On the one hand, I don't have to deal with the nonsense that comes with living in such a Mormon centric community, but on the other hand, it's wicked hard to find real live people to hang out with who are ex-mos. One friend I made on here suggested online forums, which I have lurked and participated in. They are great and very therapeutic at times, but I still need real live people I can see, hear, and touch.
Just wondering what some of the non-morridor ex-mos are doing to combat this need to be with real people who see the world the way they do? When I tell nevermos that I just quit the Mormon church, they just glaze over. It's meaningless to them. They have no concept of the trauma that accompanies an exit. It's not their fault, but it makes it harder for me. I kind of quit explaining to people because they just couldn't get it and it only made it unnecessarily harder for me.
(Here is my shameless plug for my event: if your in NC, check the events section.)

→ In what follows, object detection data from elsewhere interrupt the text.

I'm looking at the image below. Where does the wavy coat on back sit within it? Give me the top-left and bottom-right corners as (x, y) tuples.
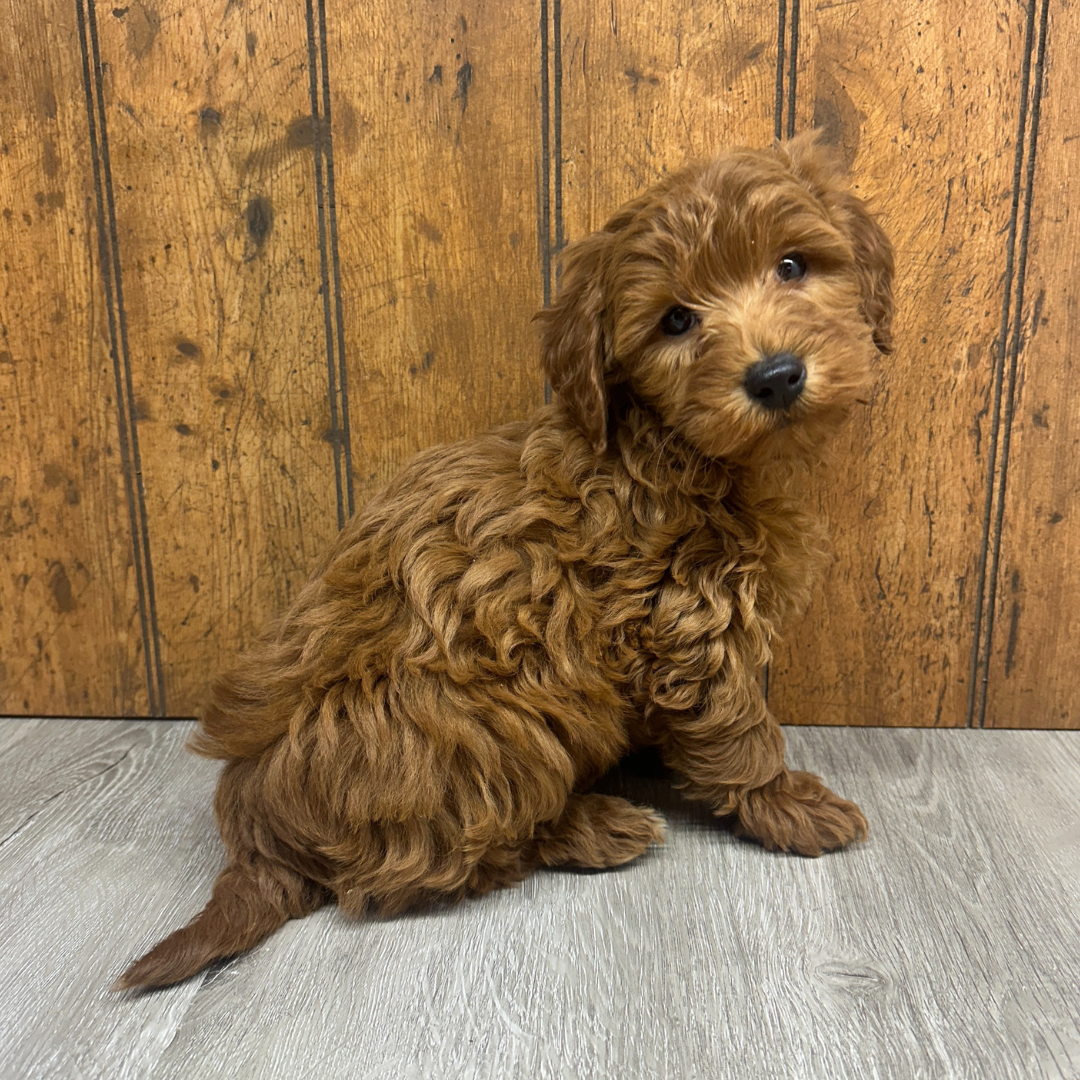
(118, 138), (892, 987)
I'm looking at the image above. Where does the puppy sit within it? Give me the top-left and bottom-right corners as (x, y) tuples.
(117, 137), (893, 988)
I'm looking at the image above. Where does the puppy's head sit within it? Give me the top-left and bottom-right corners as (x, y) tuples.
(539, 135), (893, 462)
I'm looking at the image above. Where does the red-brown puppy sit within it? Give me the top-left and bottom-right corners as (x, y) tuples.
(118, 132), (892, 987)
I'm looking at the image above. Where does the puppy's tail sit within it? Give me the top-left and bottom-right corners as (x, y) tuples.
(112, 856), (326, 990)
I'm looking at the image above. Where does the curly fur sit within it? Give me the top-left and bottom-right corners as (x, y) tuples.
(118, 132), (892, 987)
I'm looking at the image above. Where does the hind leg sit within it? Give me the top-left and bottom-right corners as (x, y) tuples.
(534, 794), (664, 868)
(468, 794), (664, 896)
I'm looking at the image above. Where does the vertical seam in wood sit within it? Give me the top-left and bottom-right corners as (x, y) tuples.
(305, 0), (346, 529)
(76, 0), (165, 716)
(787, 0), (799, 138)
(978, 0), (1050, 728)
(551, 0), (566, 270)
(537, 0), (552, 404)
(968, 0), (1047, 727)
(319, 0), (355, 517)
(772, 0), (787, 140)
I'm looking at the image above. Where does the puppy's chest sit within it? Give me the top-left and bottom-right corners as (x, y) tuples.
(598, 503), (814, 665)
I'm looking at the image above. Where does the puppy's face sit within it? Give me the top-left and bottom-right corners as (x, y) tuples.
(541, 138), (892, 463)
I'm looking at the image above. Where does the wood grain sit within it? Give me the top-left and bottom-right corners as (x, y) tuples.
(0, 721), (1080, 1080)
(97, 0), (337, 715)
(985, 4), (1080, 728)
(0, 0), (148, 715)
(561, 0), (778, 241)
(328, 0), (543, 505)
(0, 0), (1080, 727)
(769, 2), (1028, 727)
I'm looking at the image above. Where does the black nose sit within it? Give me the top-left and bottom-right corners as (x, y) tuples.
(743, 352), (807, 408)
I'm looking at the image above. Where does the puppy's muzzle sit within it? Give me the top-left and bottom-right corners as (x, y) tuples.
(743, 352), (807, 408)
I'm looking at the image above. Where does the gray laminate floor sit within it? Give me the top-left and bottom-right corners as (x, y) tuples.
(0, 720), (1080, 1080)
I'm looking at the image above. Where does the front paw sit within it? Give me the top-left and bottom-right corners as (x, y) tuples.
(734, 769), (867, 855)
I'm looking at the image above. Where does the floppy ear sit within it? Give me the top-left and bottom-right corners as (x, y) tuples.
(780, 132), (893, 354)
(829, 191), (893, 355)
(537, 232), (611, 454)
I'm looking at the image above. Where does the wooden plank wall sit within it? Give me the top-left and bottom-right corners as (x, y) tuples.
(0, 0), (1080, 727)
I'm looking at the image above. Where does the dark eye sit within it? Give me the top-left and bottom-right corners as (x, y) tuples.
(660, 308), (698, 337)
(777, 252), (807, 281)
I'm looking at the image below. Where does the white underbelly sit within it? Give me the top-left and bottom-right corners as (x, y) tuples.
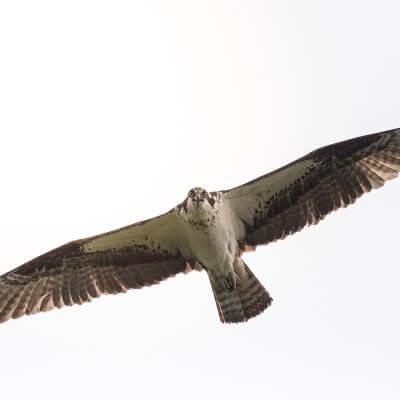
(189, 220), (237, 271)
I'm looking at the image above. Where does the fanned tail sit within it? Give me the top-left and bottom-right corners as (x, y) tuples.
(208, 260), (272, 323)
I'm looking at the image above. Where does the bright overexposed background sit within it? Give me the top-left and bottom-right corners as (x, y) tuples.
(0, 0), (400, 400)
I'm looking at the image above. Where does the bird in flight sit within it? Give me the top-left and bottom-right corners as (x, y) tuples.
(0, 129), (400, 322)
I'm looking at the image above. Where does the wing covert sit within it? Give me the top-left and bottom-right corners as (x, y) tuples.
(0, 211), (188, 322)
(223, 129), (400, 246)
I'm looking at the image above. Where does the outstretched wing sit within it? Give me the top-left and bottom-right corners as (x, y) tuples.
(0, 211), (191, 322)
(223, 129), (400, 248)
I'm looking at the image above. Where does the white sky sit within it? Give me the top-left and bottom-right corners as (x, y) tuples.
(0, 0), (400, 400)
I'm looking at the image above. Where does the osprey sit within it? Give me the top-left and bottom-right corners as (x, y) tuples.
(0, 129), (400, 322)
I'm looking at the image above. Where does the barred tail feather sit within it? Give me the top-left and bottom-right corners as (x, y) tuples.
(209, 262), (272, 323)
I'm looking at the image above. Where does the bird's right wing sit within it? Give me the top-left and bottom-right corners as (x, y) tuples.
(0, 210), (194, 322)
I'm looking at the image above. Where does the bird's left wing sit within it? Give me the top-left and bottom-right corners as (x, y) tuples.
(222, 129), (400, 249)
(0, 210), (190, 322)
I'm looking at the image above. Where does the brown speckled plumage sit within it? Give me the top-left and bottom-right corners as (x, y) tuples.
(0, 129), (400, 322)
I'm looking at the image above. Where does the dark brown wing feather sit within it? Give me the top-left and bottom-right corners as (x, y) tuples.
(0, 213), (187, 322)
(224, 129), (400, 247)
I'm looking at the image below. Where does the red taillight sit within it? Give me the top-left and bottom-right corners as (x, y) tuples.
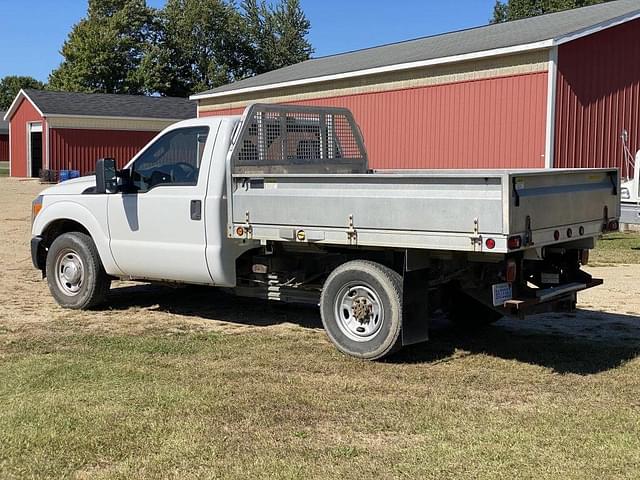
(504, 259), (518, 282)
(507, 235), (522, 250)
(580, 249), (589, 265)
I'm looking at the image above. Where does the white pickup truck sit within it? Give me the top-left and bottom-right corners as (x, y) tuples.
(31, 104), (620, 359)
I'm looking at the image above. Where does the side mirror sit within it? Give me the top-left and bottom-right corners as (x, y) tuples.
(96, 158), (118, 193)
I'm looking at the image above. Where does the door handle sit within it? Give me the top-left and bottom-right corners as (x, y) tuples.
(190, 200), (202, 220)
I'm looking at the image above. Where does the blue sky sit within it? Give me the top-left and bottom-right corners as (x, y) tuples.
(0, 0), (495, 81)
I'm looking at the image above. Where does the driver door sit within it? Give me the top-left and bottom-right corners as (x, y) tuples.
(108, 126), (217, 283)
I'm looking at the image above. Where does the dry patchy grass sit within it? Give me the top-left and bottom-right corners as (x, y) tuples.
(0, 316), (640, 479)
(590, 232), (640, 264)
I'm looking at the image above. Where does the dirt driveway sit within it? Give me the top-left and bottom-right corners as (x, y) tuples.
(0, 178), (640, 342)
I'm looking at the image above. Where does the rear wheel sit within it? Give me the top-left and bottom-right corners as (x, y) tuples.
(46, 232), (111, 309)
(320, 260), (402, 360)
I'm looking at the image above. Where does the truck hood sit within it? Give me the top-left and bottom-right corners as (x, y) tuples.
(40, 175), (96, 195)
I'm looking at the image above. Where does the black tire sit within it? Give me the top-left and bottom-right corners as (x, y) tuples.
(46, 232), (111, 310)
(447, 288), (504, 330)
(320, 260), (402, 360)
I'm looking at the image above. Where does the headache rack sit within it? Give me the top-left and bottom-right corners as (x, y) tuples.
(230, 104), (368, 175)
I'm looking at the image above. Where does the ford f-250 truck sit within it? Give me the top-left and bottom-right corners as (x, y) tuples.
(31, 104), (620, 359)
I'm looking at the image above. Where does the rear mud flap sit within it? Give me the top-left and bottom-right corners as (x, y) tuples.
(402, 269), (429, 346)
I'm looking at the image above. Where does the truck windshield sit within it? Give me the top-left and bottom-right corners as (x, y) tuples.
(131, 127), (209, 192)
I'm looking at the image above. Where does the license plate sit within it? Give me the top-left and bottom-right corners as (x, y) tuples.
(540, 272), (560, 285)
(491, 283), (513, 307)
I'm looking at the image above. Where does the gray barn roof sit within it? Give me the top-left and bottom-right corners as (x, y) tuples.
(0, 111), (9, 135)
(5, 89), (196, 120)
(191, 0), (640, 99)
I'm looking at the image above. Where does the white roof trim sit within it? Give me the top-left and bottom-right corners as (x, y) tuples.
(47, 113), (189, 122)
(4, 89), (44, 122)
(189, 10), (640, 100)
(4, 89), (185, 122)
(554, 10), (640, 45)
(189, 40), (553, 100)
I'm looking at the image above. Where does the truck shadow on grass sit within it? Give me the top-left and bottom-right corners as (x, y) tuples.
(109, 285), (640, 375)
(398, 310), (640, 375)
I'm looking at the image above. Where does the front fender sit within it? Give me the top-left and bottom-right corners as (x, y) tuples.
(31, 195), (124, 276)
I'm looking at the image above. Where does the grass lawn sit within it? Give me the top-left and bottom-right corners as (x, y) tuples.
(0, 327), (640, 480)
(590, 232), (640, 264)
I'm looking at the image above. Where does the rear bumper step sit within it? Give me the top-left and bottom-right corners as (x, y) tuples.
(504, 278), (603, 315)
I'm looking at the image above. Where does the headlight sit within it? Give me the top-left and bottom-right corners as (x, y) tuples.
(31, 195), (43, 225)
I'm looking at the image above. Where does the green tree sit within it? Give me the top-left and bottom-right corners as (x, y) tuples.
(49, 0), (155, 94)
(142, 0), (249, 97)
(491, 0), (611, 23)
(242, 0), (313, 74)
(142, 0), (313, 96)
(0, 75), (44, 110)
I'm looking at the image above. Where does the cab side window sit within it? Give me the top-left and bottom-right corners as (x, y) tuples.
(131, 127), (209, 192)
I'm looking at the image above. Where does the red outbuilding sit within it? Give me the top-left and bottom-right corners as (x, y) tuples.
(0, 112), (9, 165)
(191, 0), (640, 173)
(0, 89), (196, 178)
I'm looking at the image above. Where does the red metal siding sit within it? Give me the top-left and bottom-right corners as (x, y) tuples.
(200, 72), (547, 168)
(9, 100), (47, 177)
(0, 135), (9, 162)
(49, 128), (157, 175)
(554, 20), (640, 173)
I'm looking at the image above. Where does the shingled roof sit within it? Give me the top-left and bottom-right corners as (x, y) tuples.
(5, 89), (196, 120)
(191, 0), (640, 100)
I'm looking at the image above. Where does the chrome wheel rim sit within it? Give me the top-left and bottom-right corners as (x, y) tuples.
(56, 249), (84, 297)
(334, 282), (384, 342)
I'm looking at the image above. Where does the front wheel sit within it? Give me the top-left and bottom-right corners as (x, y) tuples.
(320, 260), (402, 360)
(46, 232), (111, 310)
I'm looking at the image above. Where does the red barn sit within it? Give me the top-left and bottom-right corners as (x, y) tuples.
(191, 0), (640, 172)
(0, 112), (9, 169)
(4, 90), (196, 177)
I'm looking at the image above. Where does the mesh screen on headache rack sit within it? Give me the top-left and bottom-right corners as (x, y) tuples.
(232, 104), (367, 174)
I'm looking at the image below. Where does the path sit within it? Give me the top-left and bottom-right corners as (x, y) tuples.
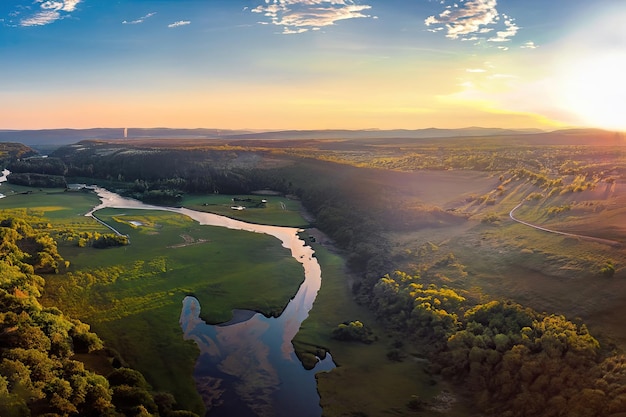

I truley understand what you are saying. For me, there was, almost an obsession to connect with REAL people, face- to- face. My wife and I attended a few postmormon meetings in our area. It was really great. Check out their website: postmormon.org .... go to Our Community and find a chapter. Looks like there is one in Willmington, NC
Smokey from Idaho
I have suffered from panic attack as well for years. My job required me to go on air every day too. Good new is they go away. When I learned to deal with it, I felt like I grew up as well as out of the church. I used to force myself to be an independent person but then finally learned to let things happen. The time you spend in the process will teach so much about you. On the other hand, I looked for other agendas that concerned myself and tried to socialize with people with the same interest. Forgive me if I am not being clear enough. English is my second language.